Berlin. Change is often difficult for us. Moreover, and especially at work, we like to stick to our beloved routines and wish everything to remain as it is. However, in the New Job era, it’s mostly wishful thinking.
Finally, during the crown pandemic, working people noticed that working conditions could change rapidly. In his book Carl Naughton, business psychologist and author, describes adaptability as “the most important skill for the future.” In the interview, he explains why skill is so important and how anyone can increase their adaptability.
Question: Adaptability: What does this actually mean exactly?
Carl Naughton: I can give you an example. Companies now face the challenge of bringing back workers who worked mostly from home during the pandemic. But many do not want this.

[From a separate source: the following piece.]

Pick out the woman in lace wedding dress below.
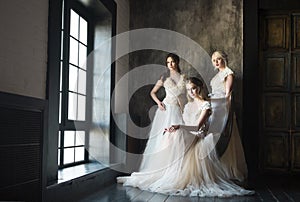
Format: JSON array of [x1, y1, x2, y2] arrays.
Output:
[[118, 77, 253, 197], [210, 51, 248, 182], [117, 53, 186, 185]]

Two things are at stake now: First, enabling employees to actively shape their work processes on their own. Second, to give managers the ability to lead teams virtually or in a hybrid way. The skill behind both is the ability to adapt, namely the ability to adapt one’s behavior to changing situations, to proactively move towards the changes that are on the horizon.
Question: You are talking about the adaptation quotient (AQ) in your book in analogy to the IQ. What exactly characterizes a high AQ?
Naughton: Being able to flexibly adapt to rapidly changing situations will become more and more important from now on. These often radical, unpredictable and complex changes require, above all, personal, social and methodical skills.
Our research shows that AQ has three clusters. thinking, feeling, acting. In each of these dimensions, man has different strong qualities. In fact, there are people who are strong in all three dimensions.
The cognitive aspect is about thoughts and sensitization to the change that appears on the horizon. The second is the emotional aspect. Here you have to ask yourself: Can I do this? Am I good enough for this? And the third aspect is behavior. It is about the question: How quickly can I adjust my behavior? How to design your environment in such a way as to optimally work and live in it?
Question: The pandemic has made many people aware of the importance of adapting to new circumstances: do many still have difficulty adapting?
Naughton: I think the pandemic has shown the need to adapt. People who are already more open to change had fewer problems with quickly setting up a home office
. You are used to taking on challenges.
However, people who do not have this personality trait saw it all as a great challenge. They were surprised exactly where they had few mental resources available: the structure of the working day in the office was missing, the office as a logistics center, the canteen as a food organizer, even the beginning and end of the working day disappeared. In many cases it has become clear how much adaptability still needs to be trained.
Question: How does it work?
Naughton: Anyone can start training their own adaptability. There are various techniques in personality psychology that can help.
One technique, for example, is psychological distance. The idea has been around for several years. In fact, it is about two things: about us as a person and about our environment. Psychological distance affects the way we mentally represent things. Distant things are presented in a relatively abstract way, while psychologically close things seem more concrete.
Example: Imagine you can see the Earth from the Moon. The goal is to feel detached, to be far away. This fairly large psychological distance from your home, home office, business puts you in an abstract or psychologically distant state of mind that has a variety of effects on your perception of the world. It affects your perception of how difficult things are or how you see yourself.
Question: As a professional, how can I convey that adaptability is one of my core competencies?
Naughton: Proactive communication is usually not necessary. Adaptive behavior manifests itself permanently. Managers notice it too. But what you can do as a unit: You can promote this skill. For example, going up and saying: I want to be an ambassador for adaptability in our team.
Question: Is the adaptability limitless? In other words: do I have to agree to every change?
Naughton: I understand the question, but it’s not really about adaptability. It is similar to intelligence. There are also no limits in the sense of: I will stop thinking now.
Of course, the point is not to say, “Yes, I’m coming in.” But someone who doesn’t have a adjustment quotient just says no. However, most are somewhere in the middle of the scale. A position slightly to the right of center would be ideal so that you can start the reflection loop in difficult situations and make the best of the situation.